Depending on the season, St. Lucia parrots feed on a variety of seeds, fruits and foliage. When they are feeding the birds chirp softly to keep in contact with one another. If disturbed the parrots screech loudly and fly off. The nesting season of the parrot is from March to June. The St. Lucia parrot may live to be about 30 years or longer. Similar to humans, two parrots must be compatible when they mate and many parrots can mate for a lifetime.

An endemic species

Despite the St. Lucia parrots’ appearance on everything from key chains, T-shirts, to St. Lucian passports, it has teetered on the brink of extinction. Uncontrolled hunting, hurricanes, and loss of the parrot’s habitat have led to the St. Lucia parrot becoming classified as a vulnerable species. There were only about 100 birds remaining in St. Lucia in the 1970’s. In 1979 the year of St. Lucia’s independence, the government enacted new protective laws, created protected areas, and a breeding and education program was created to bring the species back from its near extinction. Today the St. Lucia parrot has been slowly increasing in numbers and its population stands at a few hundred.

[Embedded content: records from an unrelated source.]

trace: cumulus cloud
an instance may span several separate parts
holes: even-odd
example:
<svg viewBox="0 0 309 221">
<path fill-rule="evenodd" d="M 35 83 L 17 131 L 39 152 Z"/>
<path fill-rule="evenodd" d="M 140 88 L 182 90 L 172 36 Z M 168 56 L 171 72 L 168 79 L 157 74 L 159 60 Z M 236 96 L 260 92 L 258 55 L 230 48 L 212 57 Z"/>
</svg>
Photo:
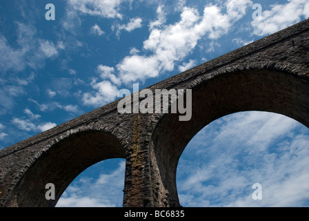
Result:
<svg viewBox="0 0 309 221">
<path fill-rule="evenodd" d="M 183 65 L 179 66 L 178 67 L 178 70 L 179 70 L 179 71 L 181 72 L 183 72 L 195 66 L 196 64 L 197 64 L 196 60 L 190 59 L 189 62 L 188 63 L 183 62 Z"/>
<path fill-rule="evenodd" d="M 116 35 L 117 36 L 117 37 L 119 37 L 120 35 L 120 32 L 122 30 L 125 30 L 127 32 L 132 32 L 132 30 L 139 28 L 141 28 L 141 22 L 143 21 L 143 20 L 139 18 L 139 17 L 136 17 L 136 18 L 133 18 L 133 19 L 130 19 L 130 21 L 126 23 L 126 24 L 123 24 L 123 25 L 116 25 L 116 26 L 113 26 L 112 27 L 112 29 L 117 30 L 116 32 Z"/>
<path fill-rule="evenodd" d="M 58 55 L 56 46 L 52 42 L 50 42 L 48 40 L 41 41 L 39 47 L 46 57 L 51 57 Z"/>
<path fill-rule="evenodd" d="M 143 42 L 143 50 L 150 55 L 126 56 L 117 65 L 121 81 L 129 84 L 144 81 L 171 71 L 175 62 L 183 60 L 203 37 L 217 39 L 245 15 L 250 1 L 229 1 L 225 6 L 227 14 L 218 6 L 208 5 L 201 16 L 197 9 L 184 7 L 180 20 L 166 24 L 163 7 L 157 10 L 157 19 L 150 23 L 150 35 Z"/>
<path fill-rule="evenodd" d="M 95 24 L 92 27 L 91 27 L 91 32 L 99 36 L 104 34 L 104 32 L 101 29 L 100 26 L 99 26 L 97 24 Z"/>
<path fill-rule="evenodd" d="M 261 20 L 253 20 L 251 25 L 254 34 L 272 34 L 306 19 L 309 12 L 309 3 L 306 0 L 288 0 L 285 4 L 276 3 L 270 10 L 263 10 Z"/>
<path fill-rule="evenodd" d="M 227 33 L 232 23 L 245 15 L 250 3 L 249 0 L 228 1 L 222 6 L 227 8 L 226 14 L 222 12 L 223 8 L 211 4 L 204 8 L 203 15 L 196 8 L 184 7 L 179 20 L 168 25 L 166 23 L 164 7 L 159 6 L 157 19 L 149 24 L 149 37 L 143 41 L 143 49 L 147 55 L 138 54 L 140 51 L 134 48 L 115 68 L 99 65 L 97 69 L 103 81 L 99 82 L 97 79 L 92 80 L 91 86 L 97 92 L 85 93 L 83 103 L 96 106 L 106 104 L 116 97 L 117 91 L 114 90 L 117 90 L 117 86 L 145 81 L 164 72 L 173 70 L 175 63 L 188 56 L 202 37 L 217 39 Z M 141 21 L 140 18 L 132 19 L 126 26 L 118 28 L 130 31 L 140 27 Z M 193 60 L 183 63 L 179 66 L 179 70 L 183 70 L 195 64 L 196 61 Z"/>
</svg>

St. Lucia Jazz Festival 2012

Saint Lucia Jazz has become one of the major events in Saint Lucia’s and surely a most anticipated event on the Caribbean’s calendar. During the month of May, the island dances when Jazz fills the air and tourism takes on a whole new meaning to all. What started as simply a marketing event to boost tourist arrivals during a low period has developed into a truly International Festival. As the month of May approaches each year, Saint Lucia Jazz draws attention to the island as the world waits in eager anticipation for the announcement of the usual star studded line-up. The entertainment is a mix of straight up Jazz, R&B, French and Latin music, reggae and Caribbean music.

St. Lucia Carnival

Carnival in St. Lucia is full of intoxicating fun filled events that celebrate the rich Creole heritage on the island. Carnival is a joyous season traditionally held immediately before Lent. Carnival is primarily celebrated in Roman Catholic communities. Traditionally, Carnival events are held during February. A distinct characteristic of Carnival celebrations are the vibrant St. Lucia Carnival costumes and masquerade masks. Ten years ago, St. Lucia Carnival dates were changed so that it would not compete with other Caribbean Carnival events. St. Lucia Carnival stands out because it features various art forms including theater, music, dance, and song.

The season begins months in advance, with competitors performing nightly for audiences eager to hear the latest offerings.   All of the action explodes into a kaleidoscope of colour and sound on Carnival Tuesday, when the costumed bands take to the streets for a day of complete and unadulterated fun.

In 2012 the Carnival runs from May to July with the Parade of the Bands on Tuesday July 17 in the capital of Castries.  St Lucia's Carnival is the most extravagant event on the island. Every year people throng and block the streets of Castries in colourful costumes to parade to the latest soca and calypso hits.  The island's premier performers pit their lyrical and musical abilities in an attempt to win the coveted Calypso Monarch title.   There is also a beauty queen competition, a steel band competition and a King and Queen of the Band competition.

St. Lucia Mango Madness Festival

Experience the Mango Madness Festival that will take place from June 15th to 18th at the Jade Mountain resort. The festival will showcase the various flavors, textures and varieties of mangos grown in St. Lucia. There are several activities which are centered around the mango fruit with the highlight being the “Night of 1000 Mangos” dinner.